DarkSide is behind Colonial Pipeline cyberattack, FBI says. What to know about group

Bailey Aldridge
·4 min read

The group DarkSide is behind the Colonial Pipeline cybersecurity attack that caused the company to temporarily halt operations, the FBI said Monday.

The company, which says it’s the “largest refined products pipeline” in the country, said in a statement Saturday that it was the “victim of a cybersecurity attack” involving ransomware and that it took some systems offline to mitigate the threat — temporarily shutting down all pipeline operations.

Some smaller lines are operating again, the company said Sunday, but the main lines remain closed.

Multiple media outlets had reported that federal officials believed DarkSide to be a culprit in the attack, and the FBI said Monday it confirmed “DarkSide ransomware is responsible for the compromise.”

What is DarkSide?

DarkSide is a “professional” and “organized” group of hackers that uses a “double extortion,” method, meaning the group encrypts its victims’ data and threatens to make it public if the victim doesn’t pay a ransom, according to cybersecurity technology company Cybereason.

Anne Neuberger, deputy national security adviser for cyber and emerging technology, told reporters Monday that the ransomware identified by the FBI is a “ransomware as a service” variant.

“Criminal affiliates conduct attacks and then share the proceeds with the ransomware developers,” she said.

DarkSide “cultivates a Robin Hood image of stealing from corporations and giving a cut to charity,” the Associated Press reports. It says that it does not attack hospitals, nursing homes, educational or government institutions and donates portions of what it takes to charity.

But, the AP reports, ransomware groups like DarkSide have collectively cost “Western nations” tens of billions of dollars over the past three years.

DarkSide’s ransom demands range from $200,000 to $2 million, Cybereason says. It’s reportedly published data from at least 40 victims.

The group said in a statement on its website that it is “apolitical”, CNBC reports.

“We do not participate in geopolitics, do not need to tie us with a defined government and look for our motives,” the statement said, according to CNBC. “Our goal is to make money and not creating problems for society. From today we introduce moderation and check each company that our partners want to encrypt to avoid social consequences in the future.”

The FBI has been investigating DarkSide since October 2020, Neuberger said.

Experts who have been following it told Reuters that it “appears to be composed of veteran cybercriminals” with a goal of “squeezing out as much money as they can from their targets.”

“They’re very new, but they’re very organized,” Lior Div, the chief executive of Cybereason, told Reuters.

The Colonial Pipeline attack

Colonial Pipeline’s system runs more than 5,500 miles through the southern and eastern United States. The company says it transports more than 100 million gallons of fuel each day — or roughly 45% of “all fuel consumed on the East Coast.”

The shutdown has raised concerns about fuel shortages and increased gas prices in some areas of the country. But experts say the shutdown would need to continue for several days for consumers to feel effects.

The U.S. Department of Transportation’s Federal Motor Carrier Safety Administration on Sunday issued a regional emergency declaration for 17 states and Washington, D.C., in “support of relief efforts related to the shortages of gasoline, diesel, jet fuel and other refined petroleum products” because of the shutdown.

The declaration creates more flexibility for carriers and drivers, including an exemption from hours of service restrictions for those transporting fuel to the included areas.

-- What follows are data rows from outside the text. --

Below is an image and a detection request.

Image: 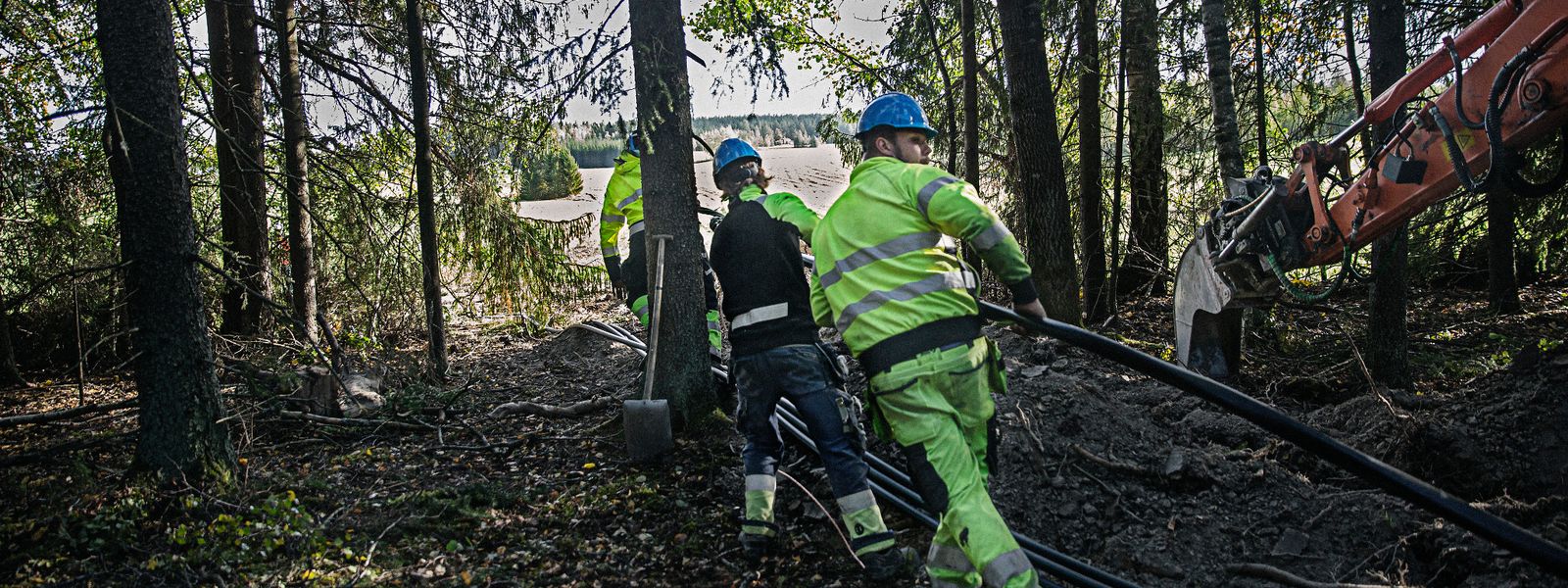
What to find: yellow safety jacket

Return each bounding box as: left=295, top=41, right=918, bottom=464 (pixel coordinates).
left=810, top=157, right=1038, bottom=374
left=739, top=183, right=817, bottom=243
left=599, top=151, right=643, bottom=270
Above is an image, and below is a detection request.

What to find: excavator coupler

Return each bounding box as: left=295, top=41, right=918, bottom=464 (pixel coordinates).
left=1174, top=168, right=1294, bottom=378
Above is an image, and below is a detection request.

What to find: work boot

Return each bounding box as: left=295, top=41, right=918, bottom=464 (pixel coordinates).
left=860, top=547, right=920, bottom=580
left=740, top=531, right=773, bottom=566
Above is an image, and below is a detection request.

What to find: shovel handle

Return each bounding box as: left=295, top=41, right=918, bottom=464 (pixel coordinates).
left=643, top=235, right=674, bottom=400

Colonial said Monday its goal is to “substantially” restore operations by the end of the week.

“While this situation remains fluid and continues to evolve, the Colonial operations team is executing a plan that involves an incremental process that will facilitate a return to service in a phased approach,” it said. “This plan is based on a number of factors with safety and compliance driving our operational decisions.”

Neuberger did not answer questions about whether Colonial had decided to pay the ransom.

“Typically that is a private sector decision and the administration has not offered further advice at this time,” she said. “Given the rise in ransomware that is one area we’re definitely looking at now to say what should be the government’s approach to ransomware actors and to ransoms overall.”

Eric Goldstein, executive assistant director of cybersecurity at the Department of Homeland Security’s Cybersecurity and Infrastructure Security Agency, or CISA, said in a statement that the agency is “engaged with the company and our interagency partners regarding the situation.”

“This underscores the threat the ransomware poses to organizations regardless of size or sector,” Goldstein said. “We encourage every organization to take action to strengthen their cybersecurity posture to reduce their exposure to these types of threats.”